This is a pretty heavy subject. However, from what I understand, God made man's body, then breathed life into his nostrils and he became a living soul. This is the only creature that becomes a living soul.
Soul there simply is a figure of speech that means a person or human or a living thing...it is not the same meaning as the soul within a person like our spirit.
Living soul is also used of animals:
Gen 2:7 And the LORD God formed man of the dust of the ground, and breathed into his nostrils the breath of life; and man became a
living soul.
Living soul, khah'ee nephesh
Gen 1:21 And God created great whales, and every
living creature that moveth, which the waters brought forth abundantly, after their kind, and every winged fowl after his kind: and God saw that it was good.

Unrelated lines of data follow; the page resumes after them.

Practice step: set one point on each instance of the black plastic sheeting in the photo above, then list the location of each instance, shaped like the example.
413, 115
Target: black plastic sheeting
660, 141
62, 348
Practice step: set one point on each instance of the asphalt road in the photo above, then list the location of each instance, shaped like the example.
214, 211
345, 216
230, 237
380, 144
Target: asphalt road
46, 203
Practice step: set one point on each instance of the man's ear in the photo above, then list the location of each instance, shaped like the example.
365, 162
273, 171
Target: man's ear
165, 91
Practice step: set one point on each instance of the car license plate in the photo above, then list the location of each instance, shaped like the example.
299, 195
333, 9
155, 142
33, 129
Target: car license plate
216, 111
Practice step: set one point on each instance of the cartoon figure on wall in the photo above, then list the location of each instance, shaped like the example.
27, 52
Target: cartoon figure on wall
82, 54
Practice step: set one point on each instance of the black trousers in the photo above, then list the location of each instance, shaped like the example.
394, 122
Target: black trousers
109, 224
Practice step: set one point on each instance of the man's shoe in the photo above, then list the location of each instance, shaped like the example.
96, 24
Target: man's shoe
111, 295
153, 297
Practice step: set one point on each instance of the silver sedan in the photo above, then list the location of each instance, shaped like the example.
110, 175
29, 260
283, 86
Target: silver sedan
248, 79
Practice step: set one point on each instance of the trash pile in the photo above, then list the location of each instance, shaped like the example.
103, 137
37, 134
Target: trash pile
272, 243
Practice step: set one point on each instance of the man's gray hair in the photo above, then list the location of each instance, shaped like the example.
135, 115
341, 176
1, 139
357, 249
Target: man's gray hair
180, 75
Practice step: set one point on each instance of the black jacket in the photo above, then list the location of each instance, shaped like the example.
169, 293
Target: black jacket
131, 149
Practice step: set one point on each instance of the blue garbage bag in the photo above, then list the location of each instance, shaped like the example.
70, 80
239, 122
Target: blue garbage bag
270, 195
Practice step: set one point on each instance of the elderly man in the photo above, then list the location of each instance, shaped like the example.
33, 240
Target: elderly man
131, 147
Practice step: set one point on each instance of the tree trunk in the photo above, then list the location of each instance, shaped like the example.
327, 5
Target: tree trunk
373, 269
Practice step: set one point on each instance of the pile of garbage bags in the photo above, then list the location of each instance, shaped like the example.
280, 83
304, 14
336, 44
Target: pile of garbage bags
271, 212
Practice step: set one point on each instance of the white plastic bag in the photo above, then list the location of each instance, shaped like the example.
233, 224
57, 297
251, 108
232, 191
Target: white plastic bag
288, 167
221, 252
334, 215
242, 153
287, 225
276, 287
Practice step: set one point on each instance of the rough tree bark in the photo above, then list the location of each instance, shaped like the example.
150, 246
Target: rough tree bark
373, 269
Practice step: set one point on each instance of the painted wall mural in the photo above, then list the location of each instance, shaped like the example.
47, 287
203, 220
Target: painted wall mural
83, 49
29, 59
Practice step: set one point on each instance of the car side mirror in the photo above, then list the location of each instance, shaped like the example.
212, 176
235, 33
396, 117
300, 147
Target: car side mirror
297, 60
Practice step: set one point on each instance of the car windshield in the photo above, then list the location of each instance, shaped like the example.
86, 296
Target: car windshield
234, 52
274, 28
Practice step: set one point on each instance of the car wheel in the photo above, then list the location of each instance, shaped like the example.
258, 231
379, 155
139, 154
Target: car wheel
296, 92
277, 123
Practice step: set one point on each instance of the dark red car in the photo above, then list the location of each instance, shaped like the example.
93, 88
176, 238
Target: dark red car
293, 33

Living creature is the same Hebrew words, khah'ee nephesh
H5315
נפשׁ
nephesh
neh'-fesh
From H5314; properly a breathing creature, that is, animal or (abstractly) vitality; used very widely in a literal, accommodated or figurative sense (bodily or mental): - any, appetite, beast, body, breath, creature, X dead (-ly), desire, X [dis-] contented, X fish, ghost, + greedy, he, heart (-y), (hath, X jeopardy of) life (X in jeopardy), lust, man, me, mind, mortality, one, own, person, pleasure, (her-, him-, my-, thy-) self, them (your) -selves, + slay, soul, + tablet, they, thing, (X she) will, X would have it.
Soul may have been an ok translation hundreds of years ago but it is misleading and causing doctrinal errors and false teachings today.
This is a far better translation for today's English:
(GW) Then the LORD God formed the man from the dust of the earth and blew the breath of life into his nostrils. The man became a living being.
(ISV) So the LORD God formed the man from the dust of the ground, breathed life into his lungs, and the man became a living being.
(TLV) Then Adonai Elohim formed the man out of the dust from the ground and He breathed into his nostrils a breath of life—so the man became a living being.